He passed Aunt Ailsey's cabin, and turned into the road with the chestnuts. A mile farther he came suddenly upon the house, standing amid the grove of elms, dwarfed by the giant trees that arched above it. A dog's bark sounded snappily from a kennel, but he paid no heed. He went up the broad white walk, climbed the steps to the square front porch, and lifted the great brass knocker. When he let it fall, the sound echoed through the shuttered house.
The Major, who was sitting in his library with a volume of Mr. Addison open before him and a decanter of Burgundy at his right hand, heard the knock, and started to his feet. "Something's gone wrong at Uplands," he said aloud; "there's an illness--or the brandy is out." He closed the book, pushed aside the bedroom candle which he had been about to light, and went out into the hall. As he unbarred the door and flung it open, he began at once:--
"I hope there's no ill news," he exclaimed.
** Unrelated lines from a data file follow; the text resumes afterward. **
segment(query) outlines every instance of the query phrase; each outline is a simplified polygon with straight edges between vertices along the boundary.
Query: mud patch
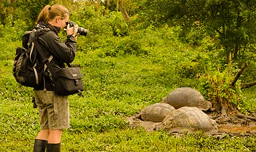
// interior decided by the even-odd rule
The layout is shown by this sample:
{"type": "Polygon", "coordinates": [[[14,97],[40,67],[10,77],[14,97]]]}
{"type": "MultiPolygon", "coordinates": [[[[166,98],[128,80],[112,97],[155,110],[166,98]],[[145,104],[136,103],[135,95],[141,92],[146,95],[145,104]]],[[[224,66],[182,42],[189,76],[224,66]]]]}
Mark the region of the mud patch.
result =
{"type": "MultiPolygon", "coordinates": [[[[213,113],[209,114],[210,117],[214,115],[213,113]]],[[[150,121],[143,121],[140,119],[139,114],[134,115],[127,118],[130,126],[132,128],[143,127],[148,132],[156,130],[156,126],[161,123],[154,122],[150,121]]],[[[246,118],[241,118],[235,115],[229,115],[223,119],[213,119],[216,122],[214,128],[206,133],[209,136],[218,138],[224,138],[229,136],[246,136],[254,135],[256,137],[256,121],[246,118]]],[[[186,130],[182,130],[177,132],[169,132],[172,135],[180,136],[186,130]]]]}

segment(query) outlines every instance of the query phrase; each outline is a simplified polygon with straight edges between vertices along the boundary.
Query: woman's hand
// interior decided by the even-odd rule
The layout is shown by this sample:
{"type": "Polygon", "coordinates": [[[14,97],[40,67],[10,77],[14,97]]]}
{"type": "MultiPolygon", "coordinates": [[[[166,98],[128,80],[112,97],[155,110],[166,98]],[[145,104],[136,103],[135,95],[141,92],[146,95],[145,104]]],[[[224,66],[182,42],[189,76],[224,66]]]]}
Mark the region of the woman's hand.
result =
{"type": "Polygon", "coordinates": [[[68,24],[66,30],[68,35],[72,35],[74,38],[76,38],[76,35],[77,34],[77,30],[78,30],[78,25],[77,24],[74,24],[74,26],[70,27],[70,24],[68,24]]]}

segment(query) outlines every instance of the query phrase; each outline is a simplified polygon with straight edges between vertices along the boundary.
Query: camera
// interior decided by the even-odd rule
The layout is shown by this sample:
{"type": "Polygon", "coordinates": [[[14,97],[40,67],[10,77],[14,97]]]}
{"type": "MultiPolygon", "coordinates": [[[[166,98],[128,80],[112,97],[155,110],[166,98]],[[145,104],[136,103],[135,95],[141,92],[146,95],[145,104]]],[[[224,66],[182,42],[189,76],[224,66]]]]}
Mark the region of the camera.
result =
{"type": "MultiPolygon", "coordinates": [[[[67,26],[69,24],[69,27],[72,27],[74,26],[75,24],[76,24],[74,22],[72,21],[68,21],[66,22],[66,27],[65,27],[65,29],[67,28],[67,26]]],[[[77,30],[77,33],[79,33],[79,34],[86,36],[87,35],[87,33],[88,33],[88,30],[80,26],[78,26],[78,29],[77,30]]]]}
The boy came into the hall, where he stood blinking from the glare of the lamplight. His head whirled, and he reached out to steady himself against the door. Then he carefully laid down his bundle and looked up with his mother's smile.
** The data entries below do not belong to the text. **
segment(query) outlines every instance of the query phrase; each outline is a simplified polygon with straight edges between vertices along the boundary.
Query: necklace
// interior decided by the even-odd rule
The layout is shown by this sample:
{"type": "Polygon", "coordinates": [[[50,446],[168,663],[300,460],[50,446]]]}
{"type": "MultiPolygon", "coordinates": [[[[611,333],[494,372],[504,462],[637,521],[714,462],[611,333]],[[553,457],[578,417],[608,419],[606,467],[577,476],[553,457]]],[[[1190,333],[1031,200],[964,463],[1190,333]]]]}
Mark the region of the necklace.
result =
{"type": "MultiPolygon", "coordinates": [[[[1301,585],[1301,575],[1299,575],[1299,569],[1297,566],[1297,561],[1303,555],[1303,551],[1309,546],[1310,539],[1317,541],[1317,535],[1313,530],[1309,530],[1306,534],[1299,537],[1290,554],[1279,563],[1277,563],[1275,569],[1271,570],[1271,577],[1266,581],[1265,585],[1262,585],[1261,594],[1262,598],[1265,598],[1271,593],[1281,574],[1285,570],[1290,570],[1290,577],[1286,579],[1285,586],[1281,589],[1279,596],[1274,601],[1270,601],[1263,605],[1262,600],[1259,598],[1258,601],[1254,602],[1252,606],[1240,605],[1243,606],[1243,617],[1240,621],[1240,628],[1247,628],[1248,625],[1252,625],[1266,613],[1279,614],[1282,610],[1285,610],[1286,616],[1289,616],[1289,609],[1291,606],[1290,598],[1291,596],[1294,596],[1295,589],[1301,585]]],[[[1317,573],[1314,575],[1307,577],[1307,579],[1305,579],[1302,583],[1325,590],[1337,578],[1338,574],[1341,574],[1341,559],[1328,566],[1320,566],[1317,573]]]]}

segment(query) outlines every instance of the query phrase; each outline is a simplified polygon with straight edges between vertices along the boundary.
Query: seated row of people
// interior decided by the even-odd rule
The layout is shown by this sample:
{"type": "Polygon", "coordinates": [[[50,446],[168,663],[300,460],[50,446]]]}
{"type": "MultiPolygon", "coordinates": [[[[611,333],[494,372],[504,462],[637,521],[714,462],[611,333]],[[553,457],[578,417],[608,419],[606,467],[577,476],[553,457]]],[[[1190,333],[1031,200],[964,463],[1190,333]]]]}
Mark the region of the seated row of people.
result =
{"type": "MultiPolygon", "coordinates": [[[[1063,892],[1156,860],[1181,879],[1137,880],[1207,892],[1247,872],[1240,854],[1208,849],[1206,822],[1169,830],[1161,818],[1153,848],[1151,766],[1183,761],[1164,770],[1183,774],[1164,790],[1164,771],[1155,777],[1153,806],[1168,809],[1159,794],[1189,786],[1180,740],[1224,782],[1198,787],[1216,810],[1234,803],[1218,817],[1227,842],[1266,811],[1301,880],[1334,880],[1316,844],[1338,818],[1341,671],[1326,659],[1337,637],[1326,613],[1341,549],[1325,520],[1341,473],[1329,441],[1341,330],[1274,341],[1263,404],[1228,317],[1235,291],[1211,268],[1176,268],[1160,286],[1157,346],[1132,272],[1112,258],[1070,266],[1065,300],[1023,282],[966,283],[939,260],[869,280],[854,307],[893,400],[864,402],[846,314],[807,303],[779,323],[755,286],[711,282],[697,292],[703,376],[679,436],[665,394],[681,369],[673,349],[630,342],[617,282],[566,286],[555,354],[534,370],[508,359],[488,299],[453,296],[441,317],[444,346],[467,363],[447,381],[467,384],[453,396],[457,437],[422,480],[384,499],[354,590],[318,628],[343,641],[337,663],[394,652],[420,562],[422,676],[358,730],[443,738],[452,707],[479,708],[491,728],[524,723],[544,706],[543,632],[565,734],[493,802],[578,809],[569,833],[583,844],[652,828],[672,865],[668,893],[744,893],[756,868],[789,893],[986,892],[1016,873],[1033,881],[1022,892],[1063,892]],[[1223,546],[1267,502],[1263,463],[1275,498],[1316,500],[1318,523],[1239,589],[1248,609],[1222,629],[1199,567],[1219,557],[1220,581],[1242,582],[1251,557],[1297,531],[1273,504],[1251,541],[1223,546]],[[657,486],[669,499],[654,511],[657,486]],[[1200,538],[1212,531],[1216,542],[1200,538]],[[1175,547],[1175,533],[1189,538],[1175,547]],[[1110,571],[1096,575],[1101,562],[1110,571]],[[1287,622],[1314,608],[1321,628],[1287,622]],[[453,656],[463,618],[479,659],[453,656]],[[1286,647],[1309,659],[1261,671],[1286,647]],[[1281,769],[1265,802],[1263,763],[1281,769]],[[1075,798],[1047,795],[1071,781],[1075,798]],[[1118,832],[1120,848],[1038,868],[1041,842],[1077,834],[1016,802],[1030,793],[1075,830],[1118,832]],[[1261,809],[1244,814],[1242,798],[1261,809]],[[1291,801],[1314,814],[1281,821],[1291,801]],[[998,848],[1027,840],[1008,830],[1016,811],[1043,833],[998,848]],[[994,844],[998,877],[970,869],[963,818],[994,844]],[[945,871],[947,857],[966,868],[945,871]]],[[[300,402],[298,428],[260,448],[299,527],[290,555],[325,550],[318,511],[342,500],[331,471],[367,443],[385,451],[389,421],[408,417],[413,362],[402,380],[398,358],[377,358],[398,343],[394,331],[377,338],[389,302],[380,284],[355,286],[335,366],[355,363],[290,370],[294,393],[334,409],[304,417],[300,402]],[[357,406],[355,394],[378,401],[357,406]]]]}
"You're my grandfather, and I'm very hungry," he said.
The Major caught the child's shoulders and drew him, almost roughly, under the light. As he towered there above him, he gulped down something in his throat, and his wide nostrils twitched.
"So you're poor Jane's boy?" he said at last.
The boy nodded. He felt suddenly afraid of the spare old man with his long Roman nose and his fierce black eyebrows. A mist gathered before his eyes and the lamp shone like a great moon in a cloudy circle.
The Major looked at the bundle on the floor, and again he swallowed. Then he stooped and picked up the thing and turned away.
"Come in, sir, come in," he said in a knotty voice. "You are at home."
The boy followed him, and they passed the panelled parlour, from which he caught a glimpse of the painting of Great-aunt Emmeline, and went into the dining room, where his grandfather pulled out a chair and bade him to be seated. As the old man opened the huge mahogany sideboard and brought out a shoulder of cold lamb and a plate of bread and butter, he questioned him with a quaint courtesy about his life in town and the details of his journey. "Why, bless my soul, you've walked two hundred miles," he cried, stopping on his way from the pantry, with the ham held out. "And no money! Why, bless my soul!"
"I had fifty cents," said the boy, "that was left from my steamboat fare, you know."
The Major put the ham on the table and attacked it grimly with the carving-knife.
"Fifty cents," he whistled, and then, "you begged, I reckon?"
The boy flushed. "I asked for bread," he replied, stung to the defensive. "They always gave me bread and sometimes meat, and they let me sleep in the barns where the straw was, and once a woman took me into her house and offered me money, but I would not take it. I--I think I'd like to send her a present, if you please, sir."
"She shall have a dozen bottles of my best Madeira," cried the Major. The word recalled him to himself, and he got up and raised the lid of the cellaret, lovingly running his hand over the rows of bottles.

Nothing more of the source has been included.